N.Y. Times on post-Stieg Larsson writers..

How Stieg Larsson led the way to the bestseller lists for Swedish thrillers. 

  • Camilla Läckberg, a Swedish Noir writer who might be able to get her foot in the door of the U.S. market, thanks to Stieg Larsson's Millenium books.
  • N.Y. Times on post-Stieg Larsson writers..
    The New York Times has zeroed in on Swedish Noir, post-Stieg Larsson. Although Swedish crime writers have been known on the international market for quite some time, Swedish star writers in the genre, like Henning Mankell, have not been household names in the U.S. The blockbuster hit of Stieg Larsson’s Millenium Trilogy (the books have become a publishing phenomenon, selling 6 million copies in the U.S. and 35 million worldwide), might set the wheel in motion, because now everybody wants Nordic Noir.
    “The question is, after everybody reads ‘Hornet’s Nest,’ what are they going to do?” asks Stan Hynds, a book buyer at Northshire Bookstore in Manchester Center, Vermont, in the New York Times article. “I’ve got this funny feeling that every publisher is going to come out with the next Stieg Larsson.”
    If there’s a formula to the Swedish noir genre, muses Julie Bosman, who penned the New York Times article, it often includes a cold, stark setting and a grizzled detective figure who consumes too much coffee and junk food. The book covers tend to the bleak and icy with images of frozen lakes, barren forests and perhaps a foreboding bloodstain.

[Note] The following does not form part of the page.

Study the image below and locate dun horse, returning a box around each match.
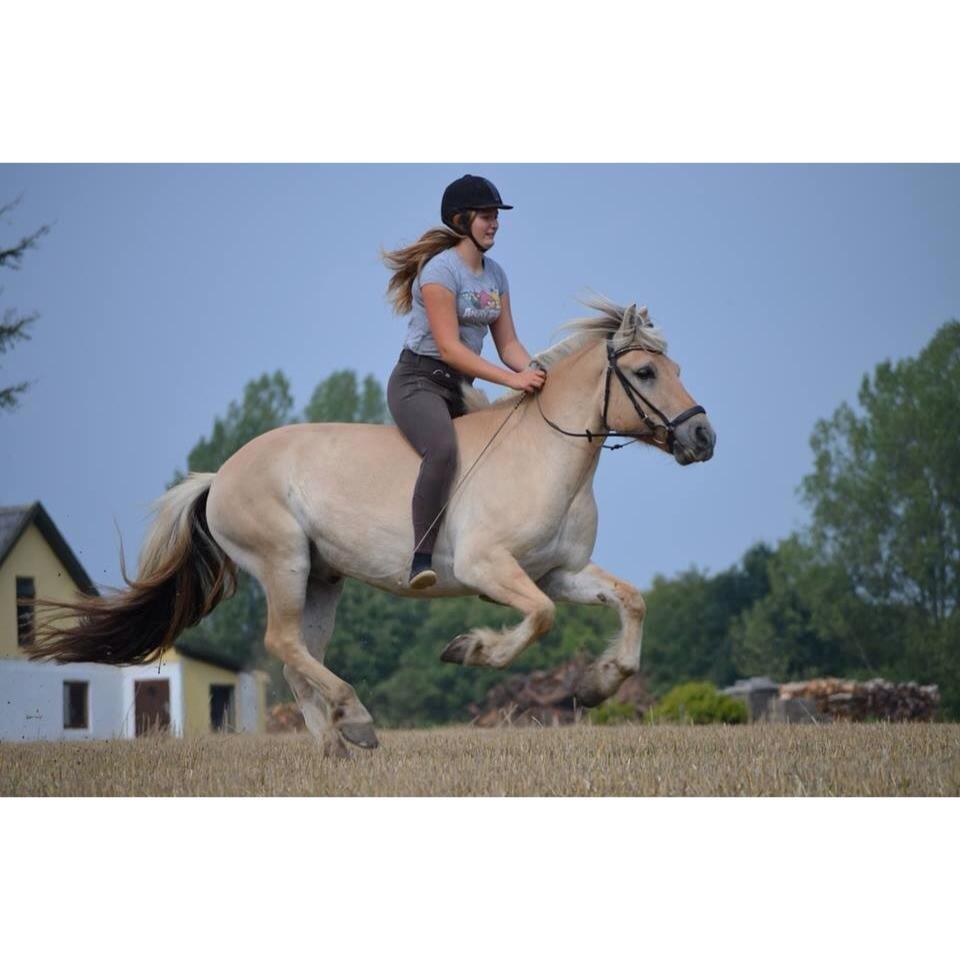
[30,299,715,756]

  • Already an established author with international fame, Swedish crime writer Henning Mankell may finally become a household name in the U.S., says the New York Times article, because of the publishing success of the Stieg Larsson books.
  • Bestseller formula
    Dave Callanan, a senior editor for books at amazon.com, points out that the protagonists in Swedish Noir are aggressive, but “more subdued than in American crime fiction. They’ve had their jobs tramped all over them. There’s a slight cynicism to them.”

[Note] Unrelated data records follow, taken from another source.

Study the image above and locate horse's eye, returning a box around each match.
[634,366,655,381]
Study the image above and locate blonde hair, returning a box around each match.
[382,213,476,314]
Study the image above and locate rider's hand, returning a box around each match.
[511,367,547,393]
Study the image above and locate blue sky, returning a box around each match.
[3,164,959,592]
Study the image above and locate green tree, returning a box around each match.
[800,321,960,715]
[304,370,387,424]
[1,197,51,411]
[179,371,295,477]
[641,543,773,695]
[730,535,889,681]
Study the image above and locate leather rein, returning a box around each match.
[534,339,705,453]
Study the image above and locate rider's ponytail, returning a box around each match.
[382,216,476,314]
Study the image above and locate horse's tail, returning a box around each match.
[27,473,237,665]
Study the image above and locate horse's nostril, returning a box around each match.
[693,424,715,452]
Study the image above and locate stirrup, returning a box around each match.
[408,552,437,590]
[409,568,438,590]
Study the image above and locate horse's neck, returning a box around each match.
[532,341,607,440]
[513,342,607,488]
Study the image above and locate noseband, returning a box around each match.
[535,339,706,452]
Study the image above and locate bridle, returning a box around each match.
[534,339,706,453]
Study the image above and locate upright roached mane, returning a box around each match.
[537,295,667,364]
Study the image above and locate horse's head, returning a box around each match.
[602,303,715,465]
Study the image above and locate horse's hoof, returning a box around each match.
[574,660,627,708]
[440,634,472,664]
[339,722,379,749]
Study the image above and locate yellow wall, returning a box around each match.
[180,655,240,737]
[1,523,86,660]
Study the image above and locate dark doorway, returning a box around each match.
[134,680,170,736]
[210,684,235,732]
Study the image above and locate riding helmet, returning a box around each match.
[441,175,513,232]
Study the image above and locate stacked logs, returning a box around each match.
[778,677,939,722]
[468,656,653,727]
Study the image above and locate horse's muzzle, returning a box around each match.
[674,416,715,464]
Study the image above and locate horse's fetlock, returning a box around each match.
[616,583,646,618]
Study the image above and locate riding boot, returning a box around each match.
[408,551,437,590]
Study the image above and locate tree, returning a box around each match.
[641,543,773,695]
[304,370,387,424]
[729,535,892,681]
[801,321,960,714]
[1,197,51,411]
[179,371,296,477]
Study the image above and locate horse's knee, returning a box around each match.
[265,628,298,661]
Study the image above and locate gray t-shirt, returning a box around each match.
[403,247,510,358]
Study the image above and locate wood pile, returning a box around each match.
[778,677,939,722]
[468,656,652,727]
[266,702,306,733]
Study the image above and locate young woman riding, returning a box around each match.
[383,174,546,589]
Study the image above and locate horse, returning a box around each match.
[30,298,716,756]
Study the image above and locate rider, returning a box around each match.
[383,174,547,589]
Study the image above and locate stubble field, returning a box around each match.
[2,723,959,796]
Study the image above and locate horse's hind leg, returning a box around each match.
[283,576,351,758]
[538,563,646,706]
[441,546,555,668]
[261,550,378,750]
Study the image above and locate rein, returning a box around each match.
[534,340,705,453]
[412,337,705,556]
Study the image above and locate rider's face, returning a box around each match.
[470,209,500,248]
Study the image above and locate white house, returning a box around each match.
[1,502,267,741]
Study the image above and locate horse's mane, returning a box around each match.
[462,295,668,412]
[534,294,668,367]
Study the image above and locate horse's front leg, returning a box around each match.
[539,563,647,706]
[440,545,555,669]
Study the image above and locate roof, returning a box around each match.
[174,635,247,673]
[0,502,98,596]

    Henning Mankell, who has been publishing books in Sweden since the early 1970s, and who is an international star, is at last finding himself on The New York Times hardcover bestseller list for the very first time. And it’s not only Swedish writers——————―other Scandinavian authors are also being showcased alongside Stieg Larsson: Karin Fossum, Jo Nesbo, Yrsa Sigurdardottir.

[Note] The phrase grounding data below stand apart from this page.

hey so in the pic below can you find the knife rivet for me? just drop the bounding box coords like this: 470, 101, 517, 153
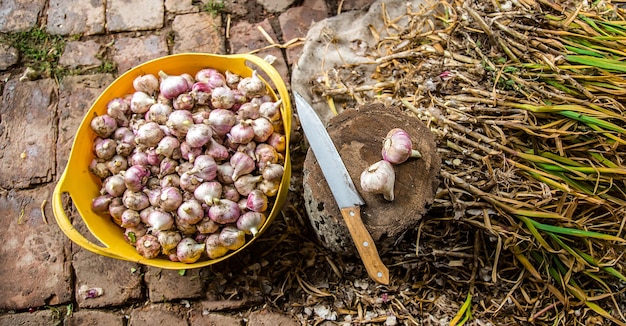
349, 211, 355, 216
363, 241, 369, 247
377, 272, 383, 278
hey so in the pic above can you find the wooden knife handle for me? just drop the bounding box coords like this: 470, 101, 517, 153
340, 206, 390, 285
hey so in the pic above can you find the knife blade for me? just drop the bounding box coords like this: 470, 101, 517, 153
294, 92, 389, 285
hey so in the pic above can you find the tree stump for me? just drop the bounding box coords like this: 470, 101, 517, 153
303, 103, 441, 256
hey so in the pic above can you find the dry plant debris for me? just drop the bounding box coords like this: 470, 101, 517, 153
309, 0, 626, 324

    The fall catalog for Minotaur Books notes that Icelandic author Arnaldur Indridaon’s next novel, “Hypothermia,” will be marketed directly to fans of Stieg Larsson. And in September, Pantheon plans to publish “Between Summer’s Longing and Winter’s End” by Leif G. W. Persson, a Swedish author the New York Times calls “another potential follow-up to Mr. Larsson.” Says Sonny Mehta, chairman of the Knopf Doubleday Publishing Group in the article: “I think Larsson readers might turn to some of the other ones.” Another potentially interesting writer for the U.S. market is Camilla Läckberg, a best-selling author in Sweden, whose American editor Jessica Case at Pegasus Books explained that thanks to the successful publishing on Larsson’s “The Girl with the Dragon Tattoo,” Läckberg was given a hefty advance―“one of the highest advances we’ve ever paid”―for her American debut “The Ice Princess.”

  • Sweden on the radar screen
    And even an established American author like James Patterson seems to get inspired by Swedish authors. Patterson chose Stockholm as a setting for “The Postcard Killers,” a book that is coming out in August, and which he co-wrote with yet another Swedish Noir star, Liza Marklund. Independent booksellers, giddy over the bump in sales, said many customers in their stores are just learning about the Millennium series for the first time. At Powell’s in Portland, Stieg Larsson’s books are selling so quickly―at least 1,500 a week―that the store’s grateful employees have given them a nickname. “We call them ‘The Girl Who’s Paying Our Salaries for the Next Few Months,’” said Gerry Donaghy, the new-book purchasing supervisor.